Community Articles

kpalanisamy · ‎09-05-2023

High level Problem Explanation

The primary garbage collection challenge often arises when the heap configuration of the Namenode or Datanode is inadequate. GC pauses can trigger Namenode crash, failovers, and performance bottlenecks. In larger clusters, there is no response at the time of transitioning to an another Namenode.

Detailed Technical Explanation

The Namenode comprises three layers of management:

Inode Management
Block Management
Snapshot Management

All of these layers are stored in the Namenode in-memory heap, and any substantial modifications to them can lead to increased heap usage.

Similarly, the Datanode also maintains block mapping information in its memory.

Example Of Inode Reference

<inode>
    <id>26890</id>
    <type>DIRECTORY</type>
    <name>training</name>
    <mtime>1660512737451</mtime>
    <permission>hdfs:supergroup:0755</permission>
    <nsquota>-1</nsquota><dsquota>-1</dsquota>
</inode>

<inode>
    <id>26893</id>
    <type>FILE</type>
    <name>file1</name>
    <replication>3</replication>
    <mtime>1660512801514</mtime>
    <atime>1660512797820</atime>
    <preferredBlockSize>134217728</preferredBlockSize>
    <permission>hdfs:supergroup:0644</permission>
    <storagePolicyId>0</storagePolicyId>
</inode>

Example Of Block Reference

<blocks>
<block><id>1073751671</id><genstamp>10862</genstamp><numBytes>134217728</numBytes></block>
<block><id>1073751672</id><genstamp>10863</genstamp><numBytes>134217728</numBytes></block>
<block><id>1073751673</id><genstamp>10864</genstamp><numBytes>134217728</numBytes></block>
<block><id>1073751674</id><genstamp>10865</genstamp><numBytes>134217728</numBytes></block>
<block><id>1073751675</id><genstamp>10866</genstamp><numBytes>134217728</numBytes></block>
<block><id>1073751676</id><genstamp>10867</genstamp><numBytes>134217728</numBytes></block>
<block><id>1073751677</id><genstamp>10868</genstamp><numBytes>116452794</numBytes></block>
</blocks>

Example Of Snapshot Reference

<SnapshotSection>
<snapshotCounter>1</snapshotCounter>
<numSnapshots>1</numSnapshots>
<snapshottableDir>
<dir>26890</dir>
</snapshottableDir>
<snapshot>
    <id>0</id>
    <root>
    <id>26890</id>
    <type>DIRECTORY</type>
    <name>snap1</name>
    <mtime>1660513260644</mtime>
    <permission>hdfs:supergroup:0755</permission>
    <nsquota>-1</nsquota>
    <dsquota>-1</dsquota>
    </root>
</snapshot>
</SnapshotSection>

High heap usage can be caused by several factors, including:

Inadequate heap size for the current dataset.
Lack of proper heap tuning configurations.
Failure to include "-XX:CMSInitiatingOccupancyFraction" with the default value set at 92.
Gradual growth in the number of inodes/files over time.
Sudden spikes in HDFS data volumes.
Sudden changes in HDFS snapshot activity.
Job executions generating millions of small files.
System slowness, including CPU or IO bottlenecks.

Symptoms

Namenode failure and Namenode transitions

Namenode logs showing JVM metrics, with any pause exceeding 10 seconds being a concern.

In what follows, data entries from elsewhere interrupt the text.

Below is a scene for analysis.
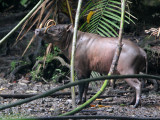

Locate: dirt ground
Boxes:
[0,78,160,118]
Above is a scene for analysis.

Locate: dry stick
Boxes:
[66,0,73,24]
[0,0,43,45]
[0,74,160,111]
[71,0,82,108]
[60,0,125,116]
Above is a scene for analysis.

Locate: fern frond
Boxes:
[80,0,135,37]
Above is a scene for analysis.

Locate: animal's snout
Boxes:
[35,28,46,36]
[35,29,40,35]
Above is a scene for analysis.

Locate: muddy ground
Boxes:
[0,78,160,118]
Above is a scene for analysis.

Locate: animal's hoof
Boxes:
[82,98,86,103]
[76,99,82,105]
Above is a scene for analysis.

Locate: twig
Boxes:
[71,0,82,108]
[0,0,43,45]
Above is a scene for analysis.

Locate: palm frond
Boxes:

WARN [JvmPauseMonitor] util.JvmPauseMonitor: Detected pause in JVM or host machine (eg GC): pause of approximately 143694ms
GC pool 'ParNew' had collection(s): count=1 time=0ms
GC pool 'ConcurrentMarkSweep' had collection(s): count=2 time=143973ms

Occasionally, GC pauses are induced by system overhead factors, such as CPU spikes, IO contention, slow disk performance, or kernel delays. Look for the phrase "No GCs detected" in the Namenode log.
WARN [JvmPauseMonitor] util.JvmPauseMonitor: Detected pause in JVM or host machine (eg GC): pause of approximately 83241ms
No GCs detected

Do not misinterpret the FSNamesystem lock message; the root cause of the issue is actually GC overhead the pause before this event.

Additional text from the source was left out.